Daniel Day Lewis is hands down at the top of the method ladder. From living in the woods and using muskets, learning butchering techniques from two hundred years ago, refusing to get up from a wheel chair, hiring street thugs to harass him all night to get that certain unhinged quality--he's done these things and a lot more (way more!) just to further understand his character. If you see Day Lewis in a film one of the things he brings is 100% commitment and authenticity to the role via method.
It's time to add a fresh term to film that is completely new: method viewing! Method viewing is a way of applying the method strategy of acting to the movie watching experience. It's a way for film fanatics to take their zeal for movies to a completely new level.

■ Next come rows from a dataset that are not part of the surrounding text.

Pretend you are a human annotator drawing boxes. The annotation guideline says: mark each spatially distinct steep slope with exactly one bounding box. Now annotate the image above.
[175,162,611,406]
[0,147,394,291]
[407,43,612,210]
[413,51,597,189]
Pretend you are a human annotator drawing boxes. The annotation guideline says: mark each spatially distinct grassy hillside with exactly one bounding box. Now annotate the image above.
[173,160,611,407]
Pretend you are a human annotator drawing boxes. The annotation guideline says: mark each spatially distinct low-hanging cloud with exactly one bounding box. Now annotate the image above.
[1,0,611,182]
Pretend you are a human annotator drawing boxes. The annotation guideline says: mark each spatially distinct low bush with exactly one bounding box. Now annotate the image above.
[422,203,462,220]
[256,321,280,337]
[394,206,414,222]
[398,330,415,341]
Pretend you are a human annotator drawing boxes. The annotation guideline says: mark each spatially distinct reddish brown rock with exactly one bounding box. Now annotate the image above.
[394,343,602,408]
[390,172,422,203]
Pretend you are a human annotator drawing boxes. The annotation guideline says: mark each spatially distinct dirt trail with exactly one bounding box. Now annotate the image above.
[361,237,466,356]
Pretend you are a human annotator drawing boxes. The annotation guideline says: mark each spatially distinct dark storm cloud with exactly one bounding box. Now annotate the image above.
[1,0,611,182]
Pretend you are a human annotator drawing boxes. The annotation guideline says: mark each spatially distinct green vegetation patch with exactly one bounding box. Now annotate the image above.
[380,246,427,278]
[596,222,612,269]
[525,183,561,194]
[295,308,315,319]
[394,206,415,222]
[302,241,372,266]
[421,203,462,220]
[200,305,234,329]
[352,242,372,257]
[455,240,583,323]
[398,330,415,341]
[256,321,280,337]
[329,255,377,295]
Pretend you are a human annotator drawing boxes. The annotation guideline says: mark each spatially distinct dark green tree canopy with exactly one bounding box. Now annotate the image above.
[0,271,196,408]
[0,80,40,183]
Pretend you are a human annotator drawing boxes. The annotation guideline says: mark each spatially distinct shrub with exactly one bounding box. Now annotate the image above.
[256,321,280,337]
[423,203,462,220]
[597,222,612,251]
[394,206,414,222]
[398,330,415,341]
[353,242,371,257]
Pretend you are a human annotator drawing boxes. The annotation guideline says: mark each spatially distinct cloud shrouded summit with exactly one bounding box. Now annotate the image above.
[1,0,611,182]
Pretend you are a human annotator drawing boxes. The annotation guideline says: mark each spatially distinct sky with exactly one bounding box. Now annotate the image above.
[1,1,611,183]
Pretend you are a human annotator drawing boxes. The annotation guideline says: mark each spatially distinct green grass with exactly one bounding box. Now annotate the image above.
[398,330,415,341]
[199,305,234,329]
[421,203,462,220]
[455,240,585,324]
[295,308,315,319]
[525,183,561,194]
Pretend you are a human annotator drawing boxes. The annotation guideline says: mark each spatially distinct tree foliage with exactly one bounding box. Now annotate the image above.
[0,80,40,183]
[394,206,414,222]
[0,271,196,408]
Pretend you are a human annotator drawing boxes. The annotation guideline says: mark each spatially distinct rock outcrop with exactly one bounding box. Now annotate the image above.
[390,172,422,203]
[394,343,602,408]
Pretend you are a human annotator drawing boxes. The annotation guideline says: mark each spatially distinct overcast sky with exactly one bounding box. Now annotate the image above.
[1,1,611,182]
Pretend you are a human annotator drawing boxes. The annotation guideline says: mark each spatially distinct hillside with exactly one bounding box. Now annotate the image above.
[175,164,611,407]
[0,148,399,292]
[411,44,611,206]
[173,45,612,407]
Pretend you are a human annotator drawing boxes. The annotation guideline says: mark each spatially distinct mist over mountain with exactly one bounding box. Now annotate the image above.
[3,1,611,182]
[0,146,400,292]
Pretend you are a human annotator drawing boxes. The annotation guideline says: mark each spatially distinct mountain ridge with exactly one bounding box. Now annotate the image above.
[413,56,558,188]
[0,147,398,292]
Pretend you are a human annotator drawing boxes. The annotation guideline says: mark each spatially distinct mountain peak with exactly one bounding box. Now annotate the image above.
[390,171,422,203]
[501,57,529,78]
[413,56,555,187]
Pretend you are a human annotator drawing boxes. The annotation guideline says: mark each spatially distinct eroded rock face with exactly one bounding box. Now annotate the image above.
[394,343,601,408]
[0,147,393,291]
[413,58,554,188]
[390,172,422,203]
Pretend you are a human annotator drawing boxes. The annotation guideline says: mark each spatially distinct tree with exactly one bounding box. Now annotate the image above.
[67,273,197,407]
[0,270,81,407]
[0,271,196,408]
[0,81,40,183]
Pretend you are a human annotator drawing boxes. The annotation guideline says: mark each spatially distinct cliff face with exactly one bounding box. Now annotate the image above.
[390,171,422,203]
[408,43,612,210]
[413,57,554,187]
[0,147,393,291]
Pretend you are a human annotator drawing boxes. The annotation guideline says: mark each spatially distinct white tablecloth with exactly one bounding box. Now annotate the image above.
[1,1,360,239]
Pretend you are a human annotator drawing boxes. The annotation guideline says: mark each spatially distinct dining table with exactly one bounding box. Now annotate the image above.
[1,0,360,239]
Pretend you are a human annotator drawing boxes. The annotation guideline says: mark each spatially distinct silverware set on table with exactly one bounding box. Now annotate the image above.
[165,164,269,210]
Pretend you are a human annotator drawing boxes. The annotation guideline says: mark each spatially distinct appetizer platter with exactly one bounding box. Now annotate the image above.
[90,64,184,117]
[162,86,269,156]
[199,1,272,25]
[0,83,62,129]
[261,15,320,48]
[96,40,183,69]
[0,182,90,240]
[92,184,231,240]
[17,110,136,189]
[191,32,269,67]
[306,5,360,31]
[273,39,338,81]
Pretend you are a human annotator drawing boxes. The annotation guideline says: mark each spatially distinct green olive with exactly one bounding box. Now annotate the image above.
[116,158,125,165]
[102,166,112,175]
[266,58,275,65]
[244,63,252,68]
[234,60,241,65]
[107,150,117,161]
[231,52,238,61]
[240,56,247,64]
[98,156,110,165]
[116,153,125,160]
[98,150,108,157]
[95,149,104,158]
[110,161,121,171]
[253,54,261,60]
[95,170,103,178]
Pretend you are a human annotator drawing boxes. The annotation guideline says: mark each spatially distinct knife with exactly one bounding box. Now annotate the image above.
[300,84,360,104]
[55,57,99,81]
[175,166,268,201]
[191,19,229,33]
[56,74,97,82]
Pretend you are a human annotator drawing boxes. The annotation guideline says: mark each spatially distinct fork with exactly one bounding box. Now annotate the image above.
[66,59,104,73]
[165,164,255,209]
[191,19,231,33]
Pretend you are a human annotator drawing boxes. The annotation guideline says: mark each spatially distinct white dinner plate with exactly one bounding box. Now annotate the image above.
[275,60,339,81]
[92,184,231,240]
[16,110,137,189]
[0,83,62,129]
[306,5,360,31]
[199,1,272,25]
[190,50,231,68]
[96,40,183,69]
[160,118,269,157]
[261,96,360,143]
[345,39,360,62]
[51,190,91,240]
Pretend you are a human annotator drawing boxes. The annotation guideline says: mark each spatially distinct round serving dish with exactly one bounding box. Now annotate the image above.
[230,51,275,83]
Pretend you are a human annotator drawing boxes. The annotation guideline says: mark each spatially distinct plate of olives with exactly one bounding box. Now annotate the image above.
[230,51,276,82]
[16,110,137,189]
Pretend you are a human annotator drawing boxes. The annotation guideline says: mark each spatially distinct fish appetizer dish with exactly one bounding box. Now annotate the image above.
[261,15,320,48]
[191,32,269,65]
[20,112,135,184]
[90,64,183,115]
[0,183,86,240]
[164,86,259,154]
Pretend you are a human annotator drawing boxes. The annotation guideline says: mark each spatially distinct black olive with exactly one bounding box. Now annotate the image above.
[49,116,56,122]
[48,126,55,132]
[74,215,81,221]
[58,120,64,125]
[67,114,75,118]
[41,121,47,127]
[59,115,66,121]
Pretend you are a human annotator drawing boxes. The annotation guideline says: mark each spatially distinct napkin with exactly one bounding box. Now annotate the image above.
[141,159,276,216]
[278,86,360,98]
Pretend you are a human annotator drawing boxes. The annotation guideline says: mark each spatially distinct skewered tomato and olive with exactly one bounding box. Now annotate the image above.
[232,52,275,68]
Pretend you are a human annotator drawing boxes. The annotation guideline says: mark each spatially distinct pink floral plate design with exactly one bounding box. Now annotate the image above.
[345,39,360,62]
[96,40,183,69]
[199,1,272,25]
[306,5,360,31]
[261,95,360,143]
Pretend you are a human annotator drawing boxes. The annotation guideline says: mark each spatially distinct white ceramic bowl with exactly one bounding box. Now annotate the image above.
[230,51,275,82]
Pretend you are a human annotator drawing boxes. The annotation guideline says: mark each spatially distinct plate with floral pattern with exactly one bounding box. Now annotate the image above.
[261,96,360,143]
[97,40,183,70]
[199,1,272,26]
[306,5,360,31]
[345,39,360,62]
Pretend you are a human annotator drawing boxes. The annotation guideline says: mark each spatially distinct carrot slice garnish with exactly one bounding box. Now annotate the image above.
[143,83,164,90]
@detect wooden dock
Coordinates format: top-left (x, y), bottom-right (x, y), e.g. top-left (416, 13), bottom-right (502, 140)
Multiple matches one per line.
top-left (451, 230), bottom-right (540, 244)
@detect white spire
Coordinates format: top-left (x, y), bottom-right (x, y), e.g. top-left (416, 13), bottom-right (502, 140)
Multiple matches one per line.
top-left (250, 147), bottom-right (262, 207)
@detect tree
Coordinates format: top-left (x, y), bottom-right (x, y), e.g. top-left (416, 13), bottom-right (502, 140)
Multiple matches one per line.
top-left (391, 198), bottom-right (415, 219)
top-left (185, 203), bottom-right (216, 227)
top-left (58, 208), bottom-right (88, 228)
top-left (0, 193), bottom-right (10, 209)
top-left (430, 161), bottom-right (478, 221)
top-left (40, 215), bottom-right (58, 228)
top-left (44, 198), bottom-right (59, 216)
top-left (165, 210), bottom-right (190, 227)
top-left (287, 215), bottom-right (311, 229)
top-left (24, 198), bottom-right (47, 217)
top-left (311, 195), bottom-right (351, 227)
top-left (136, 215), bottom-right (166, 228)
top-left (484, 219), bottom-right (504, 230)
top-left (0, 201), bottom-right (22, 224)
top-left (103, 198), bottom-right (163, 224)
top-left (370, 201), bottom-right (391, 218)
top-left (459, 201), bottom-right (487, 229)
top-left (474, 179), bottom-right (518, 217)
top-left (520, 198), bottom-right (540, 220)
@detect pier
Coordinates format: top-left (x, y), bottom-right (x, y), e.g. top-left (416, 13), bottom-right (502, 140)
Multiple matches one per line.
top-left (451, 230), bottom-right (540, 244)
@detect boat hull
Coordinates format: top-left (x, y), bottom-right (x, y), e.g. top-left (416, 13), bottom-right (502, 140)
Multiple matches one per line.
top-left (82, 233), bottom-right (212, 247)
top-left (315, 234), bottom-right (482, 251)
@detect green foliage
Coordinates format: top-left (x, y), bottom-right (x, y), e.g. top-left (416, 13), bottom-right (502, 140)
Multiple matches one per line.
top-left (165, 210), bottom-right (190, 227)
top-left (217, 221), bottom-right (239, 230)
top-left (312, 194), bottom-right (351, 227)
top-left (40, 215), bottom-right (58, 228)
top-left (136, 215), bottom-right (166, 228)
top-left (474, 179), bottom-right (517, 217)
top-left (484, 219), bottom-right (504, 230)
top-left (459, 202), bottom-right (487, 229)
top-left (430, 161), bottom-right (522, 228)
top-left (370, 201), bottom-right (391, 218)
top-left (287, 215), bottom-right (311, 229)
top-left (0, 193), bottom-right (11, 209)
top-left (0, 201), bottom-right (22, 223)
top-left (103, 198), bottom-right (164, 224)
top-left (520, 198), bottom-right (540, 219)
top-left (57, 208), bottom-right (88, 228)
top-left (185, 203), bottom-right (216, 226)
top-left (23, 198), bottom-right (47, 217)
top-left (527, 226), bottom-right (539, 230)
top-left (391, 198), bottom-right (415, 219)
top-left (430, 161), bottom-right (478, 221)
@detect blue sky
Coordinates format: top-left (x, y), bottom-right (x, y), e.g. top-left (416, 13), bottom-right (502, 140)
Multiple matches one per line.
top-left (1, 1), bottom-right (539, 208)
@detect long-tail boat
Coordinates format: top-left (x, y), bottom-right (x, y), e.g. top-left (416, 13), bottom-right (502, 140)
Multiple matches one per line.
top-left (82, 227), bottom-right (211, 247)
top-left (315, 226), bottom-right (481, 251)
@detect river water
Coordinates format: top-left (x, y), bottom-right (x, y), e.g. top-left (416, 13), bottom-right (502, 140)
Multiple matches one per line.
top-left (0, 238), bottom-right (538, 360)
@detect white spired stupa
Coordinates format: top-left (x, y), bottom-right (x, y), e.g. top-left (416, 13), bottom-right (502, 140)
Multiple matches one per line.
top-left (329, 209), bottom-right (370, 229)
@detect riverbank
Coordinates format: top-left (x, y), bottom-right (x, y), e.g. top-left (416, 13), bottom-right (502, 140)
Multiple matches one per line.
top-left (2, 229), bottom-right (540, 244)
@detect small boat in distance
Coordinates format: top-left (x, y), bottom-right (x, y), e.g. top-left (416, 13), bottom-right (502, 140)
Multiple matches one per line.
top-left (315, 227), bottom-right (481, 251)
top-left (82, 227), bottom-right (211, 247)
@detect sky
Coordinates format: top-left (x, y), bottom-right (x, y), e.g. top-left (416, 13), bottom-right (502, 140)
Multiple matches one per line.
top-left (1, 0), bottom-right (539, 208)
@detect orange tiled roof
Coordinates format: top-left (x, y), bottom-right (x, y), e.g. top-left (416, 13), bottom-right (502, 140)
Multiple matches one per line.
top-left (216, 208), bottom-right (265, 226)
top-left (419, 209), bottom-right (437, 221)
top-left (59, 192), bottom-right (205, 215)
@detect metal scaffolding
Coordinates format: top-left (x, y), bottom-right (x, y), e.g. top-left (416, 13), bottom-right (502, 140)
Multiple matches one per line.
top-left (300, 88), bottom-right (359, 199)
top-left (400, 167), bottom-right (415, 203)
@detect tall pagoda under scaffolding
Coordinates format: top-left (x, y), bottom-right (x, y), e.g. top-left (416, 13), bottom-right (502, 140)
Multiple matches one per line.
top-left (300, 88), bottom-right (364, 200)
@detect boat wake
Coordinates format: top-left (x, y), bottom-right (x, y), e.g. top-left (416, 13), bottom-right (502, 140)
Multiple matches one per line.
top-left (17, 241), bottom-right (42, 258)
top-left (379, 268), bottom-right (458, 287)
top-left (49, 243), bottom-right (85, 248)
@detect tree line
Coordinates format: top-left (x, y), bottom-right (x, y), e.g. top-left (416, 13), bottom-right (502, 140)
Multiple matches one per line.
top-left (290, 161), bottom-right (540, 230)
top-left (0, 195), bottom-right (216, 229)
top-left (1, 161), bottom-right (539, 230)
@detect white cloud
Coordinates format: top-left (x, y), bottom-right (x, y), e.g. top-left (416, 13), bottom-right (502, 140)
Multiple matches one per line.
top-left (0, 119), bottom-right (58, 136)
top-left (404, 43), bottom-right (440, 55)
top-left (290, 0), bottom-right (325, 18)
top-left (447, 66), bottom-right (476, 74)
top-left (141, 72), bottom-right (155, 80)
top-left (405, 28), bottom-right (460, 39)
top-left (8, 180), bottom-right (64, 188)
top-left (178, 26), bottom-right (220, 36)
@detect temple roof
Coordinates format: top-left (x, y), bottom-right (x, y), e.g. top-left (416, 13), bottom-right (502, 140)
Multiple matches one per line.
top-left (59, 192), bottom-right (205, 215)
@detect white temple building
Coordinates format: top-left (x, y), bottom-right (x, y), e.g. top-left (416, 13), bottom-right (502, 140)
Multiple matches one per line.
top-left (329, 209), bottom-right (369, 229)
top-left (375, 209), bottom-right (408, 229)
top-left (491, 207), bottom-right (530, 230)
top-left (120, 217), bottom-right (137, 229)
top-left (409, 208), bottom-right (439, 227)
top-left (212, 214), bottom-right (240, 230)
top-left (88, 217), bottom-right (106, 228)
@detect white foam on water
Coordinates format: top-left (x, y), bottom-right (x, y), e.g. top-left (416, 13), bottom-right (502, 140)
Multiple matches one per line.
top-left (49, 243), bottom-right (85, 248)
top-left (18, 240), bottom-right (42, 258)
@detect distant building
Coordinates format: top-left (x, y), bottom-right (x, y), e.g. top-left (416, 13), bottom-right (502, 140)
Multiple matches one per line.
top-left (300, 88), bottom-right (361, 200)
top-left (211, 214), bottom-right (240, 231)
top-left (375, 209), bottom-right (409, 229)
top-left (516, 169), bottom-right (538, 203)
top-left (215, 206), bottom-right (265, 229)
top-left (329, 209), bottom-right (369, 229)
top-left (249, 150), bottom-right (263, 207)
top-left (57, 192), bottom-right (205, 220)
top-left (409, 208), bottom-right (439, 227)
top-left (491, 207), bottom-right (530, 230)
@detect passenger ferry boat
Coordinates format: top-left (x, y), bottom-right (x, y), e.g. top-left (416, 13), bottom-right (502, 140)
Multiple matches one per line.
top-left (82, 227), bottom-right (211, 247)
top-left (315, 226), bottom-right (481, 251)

I've had two method viewing experiences in the past couple of weeks. After staying up all night for Slumber Party I went home and got a few hours sleep. In the afternoon I decided to go see Moon to test out my new theory. Moon is about a astronaut on the moon who might be losing his mind (see most recent post for full review). My sleepless daze was the perfect foggy mental accompaniment for a film like Moon. Method viewing helped the film go over like gangbusters.
My second method viewing happened unexpectedly but sometimes these things need to happen organically. While at the Circle about to watch Tyson, a documentary about pugilist Mike Tyson, I dropped a twenty-five pound cast iron kettle on my foot. I broke one of my toes and damaged several others. I hobbled into the theatre with a bag of ice, removed my sock/shoe and watched Tyson with ice on my foot/toes. I was in pain as I watched Tyson talk about painful events, beat up people in the ring and even bite off a chunk of Evander Holyfield's ear. Method viewing my friends.
There's a whole world of opportunity for future method viewings. It can be as simple as watching a movie where it was shot--recently Rumblefish was projected against a building in downtown Tulsa and that's method viewing. The Rolling Roadhouse by Alamo Draft House a few years ago offered up things like Close Encounters of the Third Kind at the Devil's Tower in Wyoming or The Goonies in Astoria, Oregon. Also method viewing.
Any experiences worth sharing? Any ideas for future screenings? I'm thinking of locking a couple of friends in my hot, dark, cobwebbed garage; starving them for a few days and then making them watch Rescue Dawn in the middle of the night. Any volunteers?